L’oggetto così si disgiunge, e simultaneamente si riproduce, in una pluralità di valorizzazioni:

valore strumentale → l’oggetto in sé, corporeità materiale e utensile
valore utopico → realizzazione di una propria identità, congiunzione del soggetto con l’oggetto
valore ludico → negazione dell’oggetto in sé, dislocamento estetico ai fini sociali
valore critico → ri-pensamento dell’oggetto, opzione di scelta consapevole o egoistica   

Questa mera traccia d’analisi contribuisce all’intendimento semiotico del significato composito delle cose, dei loro valori e delle loro funzioni in atto al consumo. La semiosi difatti è l’istituzione di una reciprocità relazionale tra espressione e contenuto, per mezzo di un principio commutativo che sostiene lo studio delle medesime relazioni tra le componenti espressive e le componenti contenute.
Il simbolismo come funzione, l’oggetto delegato sostituito alla narrazione, nei suoi esercizi attivi e nei suoi esercizi sociali, consente di riflettere le cose come luoghi mobili della società, e l’ontologia delle cose è umana. Lo specifico contrassegno di questi nuovi soggetti sociali è l’ibridità: umani e non umani, puri ed escrementizi, viventi e mai vissuti10. Ma l’ibrido è la produzione di un terzo soggetto, un attante artificiale che tuttavia agisce con precipitoso dominio. La dimensione figurativa dell’oggetto ammette non solamente che esso sfugga alla propria oggettività (il proprio sé), ma che pure acquisti un’immanente natura individuale: nella relazione col soggetto, la cosa si costituisce al vivente e si produce oltremodo alla stessa relazione che in tale modo si forma aderita e partecipata, sebbene non inevitabilmente consensuale. Persino l’ibridità è della relazione: fatale che essa avvenga tra il soggetto e l’oggetto ma non conseguente ad una  simmetria consensuale, per cui l’oggetto svolge un ruolo testuale, atto al processo di significazione costitutiva11. Dacché l’oggetto assume un suo compito narrativo, i termini della propria funzionalità debordano sino a farsi termini del mito, che lo studioso indaga attraverso l’individuazione di relazioni paradigmatiche, essenzialmente gerarchiche, e relazioni sintagmatiche, essenzialmente relazionali. In tal senso, una seria analisi delle cose non deve impedirci di studiarne e la loro relazione nel contesto sociale d’uso e la loro mera struttura materiale, indagarne immanenza e trascendenza, segni variabili e segni invarianti.      
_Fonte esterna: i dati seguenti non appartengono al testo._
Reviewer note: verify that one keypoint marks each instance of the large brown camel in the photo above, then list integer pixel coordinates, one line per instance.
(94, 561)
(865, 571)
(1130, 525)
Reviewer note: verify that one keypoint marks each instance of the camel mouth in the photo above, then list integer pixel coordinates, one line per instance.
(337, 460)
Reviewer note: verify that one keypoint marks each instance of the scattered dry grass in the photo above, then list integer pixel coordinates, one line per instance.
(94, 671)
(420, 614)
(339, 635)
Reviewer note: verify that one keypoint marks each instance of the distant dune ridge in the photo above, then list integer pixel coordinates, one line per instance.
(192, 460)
Concludendo, chissà che il paradosso barthesiano non sia un paradosso ontologico, irresoluto o scisso tra il fato e la necessità.
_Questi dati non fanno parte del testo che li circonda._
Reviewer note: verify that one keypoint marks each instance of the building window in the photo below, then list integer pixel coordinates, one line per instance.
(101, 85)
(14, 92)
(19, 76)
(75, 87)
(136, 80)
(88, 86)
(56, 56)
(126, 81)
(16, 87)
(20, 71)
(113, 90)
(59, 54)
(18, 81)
1) Theodor W. Adorno, Prismi. Saggi sulla critica della cultura, Einaudi, Torino, 1972
2) Cfr. Roland Barthes, Miti d’oggi, Einaudi, Torino, 1974
3) Cfr. Roland Barthes, Elementi di semiologia, Einaudi, Torino, 1966
4) Roland Barthes, L’avventura semiologica, Einaudi, Torino, 1991
5) Cfr. Jean Baudrillard, Il sistema degli oggetti, Bompiani, Milano, 1972
6) Jean Baudrillard, Per una critica dell’economia politica del segno, Editore Mazzotta, Milano, 1974
7) Ferdinand de Saussure, Corso di linguistica generale, Editori Laterza, Bari, 1967
8) Vedi note 3 e 4
9) Cfr in relazione al discorso proposto e alla designazione degli attanti, Algirdas J. Greimas, Del senso, Bompiani, Milano, 1974
10) Una tematica simile è affrontata narrativamente da J. G. Ballard nei sui lavori, e, segnatamente, da Crash, Rizzoli, Milano, 2000, che muove dal carattere sintetico della società postmoderna.
11) Una simile circostanza si attesta sociosemanticamente, ad. es., nel processo di risemantizzazione dei non-luoghi in aree (o vuoti) fruibili come identitari, nella cura del tempo libero come produzione convulsa di atti tipici.